My Four Best Pieces of 2025

My Four Best Pieces of 2025
Power by Nick Youngson CC BY-SA 3.0 Pix4free

As this year ends, and AI slop is everywhere, I’ve been feeling very grateful that I have the freedom to think and write.

I wanted to share four pieces I wrote this year that I’m especially proud of. Each one demands that we start looking at power, who holds it, how it hides, and what it does to human experience.

If you’re looking for something to read during the quieter days ahead, I hope one (or more) of these might be worth your time:

1. When It Comes to Understanding the Dangers Posed by Big Tech, We’re Lost in the Cloud
I wrote about how “the cloud” and AI are treated as abstract and inevitable, when in fact they are physical systems and deeply political systems, controlled by a handful of corporations with enormous influence over our economy, speech, and our future.

When It Comes to Understanding the Dangers Posed by Big Tech, We’re Lost in the Cloud
By treating IT and AI as neutral tools, we obscure our ability to see—and resist—power. If just one of the big three tech giants collapses, societal mayhem could follow.
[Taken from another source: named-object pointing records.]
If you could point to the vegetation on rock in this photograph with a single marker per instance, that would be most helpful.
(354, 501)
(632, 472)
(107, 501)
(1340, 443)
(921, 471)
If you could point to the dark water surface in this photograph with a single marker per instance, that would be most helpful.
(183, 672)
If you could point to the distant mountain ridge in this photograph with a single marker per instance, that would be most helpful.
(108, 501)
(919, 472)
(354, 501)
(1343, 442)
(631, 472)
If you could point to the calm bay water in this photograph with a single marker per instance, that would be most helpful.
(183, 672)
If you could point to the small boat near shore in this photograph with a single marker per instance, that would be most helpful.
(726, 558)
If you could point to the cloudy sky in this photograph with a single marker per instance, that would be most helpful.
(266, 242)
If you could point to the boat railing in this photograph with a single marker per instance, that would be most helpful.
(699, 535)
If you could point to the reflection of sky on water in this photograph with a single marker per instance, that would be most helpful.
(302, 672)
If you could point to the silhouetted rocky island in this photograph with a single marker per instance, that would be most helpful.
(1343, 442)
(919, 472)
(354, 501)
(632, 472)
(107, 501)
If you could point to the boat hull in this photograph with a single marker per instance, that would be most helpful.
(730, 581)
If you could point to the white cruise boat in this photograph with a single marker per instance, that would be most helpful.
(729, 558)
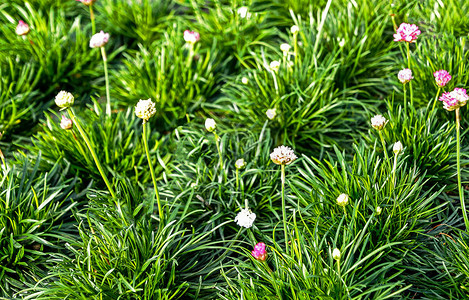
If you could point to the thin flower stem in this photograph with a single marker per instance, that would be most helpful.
(284, 213)
(106, 75)
(461, 191)
(152, 172)
(93, 153)
(93, 23)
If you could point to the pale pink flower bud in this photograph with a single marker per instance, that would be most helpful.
(66, 123)
(259, 252)
(191, 37)
(99, 40)
(407, 33)
(22, 28)
(442, 77)
(405, 76)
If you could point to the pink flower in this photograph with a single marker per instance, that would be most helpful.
(405, 76)
(87, 2)
(406, 33)
(191, 37)
(442, 77)
(22, 28)
(99, 40)
(66, 123)
(259, 252)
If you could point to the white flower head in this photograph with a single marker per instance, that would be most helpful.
(342, 200)
(145, 109)
(274, 65)
(210, 124)
(336, 254)
(294, 29)
(271, 113)
(243, 12)
(99, 40)
(64, 99)
(283, 155)
(245, 218)
(397, 148)
(240, 163)
(378, 122)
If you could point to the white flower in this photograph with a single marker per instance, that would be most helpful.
(283, 155)
(378, 122)
(243, 12)
(336, 254)
(64, 99)
(245, 218)
(100, 39)
(342, 200)
(240, 163)
(145, 109)
(397, 148)
(271, 113)
(274, 65)
(285, 48)
(210, 124)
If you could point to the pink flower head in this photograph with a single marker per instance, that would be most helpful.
(99, 40)
(406, 33)
(22, 28)
(405, 76)
(191, 37)
(66, 123)
(87, 2)
(442, 77)
(259, 252)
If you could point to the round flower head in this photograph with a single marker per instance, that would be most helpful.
(442, 77)
(145, 109)
(283, 155)
(259, 252)
(99, 40)
(406, 33)
(271, 113)
(66, 123)
(336, 254)
(22, 28)
(378, 122)
(245, 218)
(87, 2)
(240, 163)
(294, 29)
(405, 76)
(191, 37)
(64, 99)
(274, 65)
(342, 200)
(210, 124)
(397, 148)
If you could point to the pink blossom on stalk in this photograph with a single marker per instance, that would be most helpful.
(406, 33)
(22, 28)
(405, 76)
(66, 123)
(191, 37)
(259, 252)
(442, 77)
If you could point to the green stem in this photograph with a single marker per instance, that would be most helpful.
(93, 24)
(93, 153)
(284, 213)
(461, 191)
(106, 75)
(152, 172)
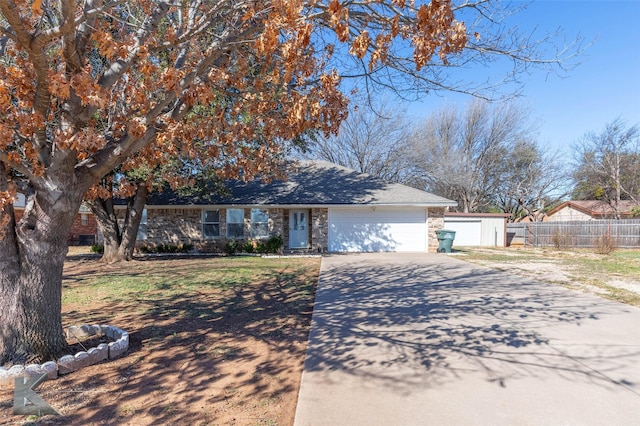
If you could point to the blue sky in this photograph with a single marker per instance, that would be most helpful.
(604, 86)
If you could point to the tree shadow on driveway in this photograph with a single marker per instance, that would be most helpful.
(405, 324)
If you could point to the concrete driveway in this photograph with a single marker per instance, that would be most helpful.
(415, 339)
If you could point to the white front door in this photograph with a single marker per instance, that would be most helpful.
(298, 229)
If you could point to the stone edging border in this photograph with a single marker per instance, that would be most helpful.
(70, 363)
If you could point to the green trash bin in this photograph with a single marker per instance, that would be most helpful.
(445, 240)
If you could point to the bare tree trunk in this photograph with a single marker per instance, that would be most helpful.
(119, 242)
(32, 255)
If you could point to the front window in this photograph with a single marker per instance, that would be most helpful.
(235, 223)
(259, 223)
(211, 223)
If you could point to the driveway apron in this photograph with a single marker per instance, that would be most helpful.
(417, 339)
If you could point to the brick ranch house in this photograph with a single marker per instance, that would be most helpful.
(84, 231)
(320, 207)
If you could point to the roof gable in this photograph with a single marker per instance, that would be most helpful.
(312, 183)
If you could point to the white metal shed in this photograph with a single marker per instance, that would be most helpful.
(477, 229)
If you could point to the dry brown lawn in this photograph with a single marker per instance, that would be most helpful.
(213, 341)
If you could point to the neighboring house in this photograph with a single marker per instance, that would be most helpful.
(84, 231)
(478, 229)
(589, 210)
(319, 207)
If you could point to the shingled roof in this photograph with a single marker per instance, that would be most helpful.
(311, 183)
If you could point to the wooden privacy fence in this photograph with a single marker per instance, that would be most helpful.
(624, 233)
2. New York City Has the Power to Bring Down Grocery Prices. All Cities Do.
As some of you know, I'm on Mamdani's legal transition team. But before that happened, I wrote for the New York Times making the case for municipal power at a moment when many people are told there’s nothing to be done about rising food prices. Cities have more leverage than we’re led to believe--I'm hopeful that Mamdani is going to use many of these tools.

3. How a New Media Oligarchy Fuels Corruption and Concentrated Power
The Trump scandals can be overwhelming, but as I argue in this piece, his corruption is enabled by media consolidation. We tend to think of antitrust and corruption in separate buckets, but the Jimmy Kimmel scandal shows how concentrated control over information becomes the ground on which corruption thrives.

So Long as Oligarchs Control the Public Square, There Will Be Corruption
It’s time to break up Big Media, Big Tech, and the finance system that binds them together.

4. Selling a Defective Dream
This is the one I'm most proud of– I love writing for the New York Review of Books– its in part a review essay of the great new book on ponzi schemes, Little Bosses Everywhere, and in part a reflection on how the categories of worker and consumer are getting increasingly blurred, and how that enables mass scamming in a heartbreaking way.

https://www.nybooks.com/articles/2025/12/04/selling-a-defective-dream-little-bosses-everywhere-bridget-read/

I’m grateful to everyone who reads, shares, argues back, and keeps these conversations alive. Writing is hard, but a privilege, and I don’t take that for granted.

Wishing you rest, joy, and moments of democracy in the year ahead.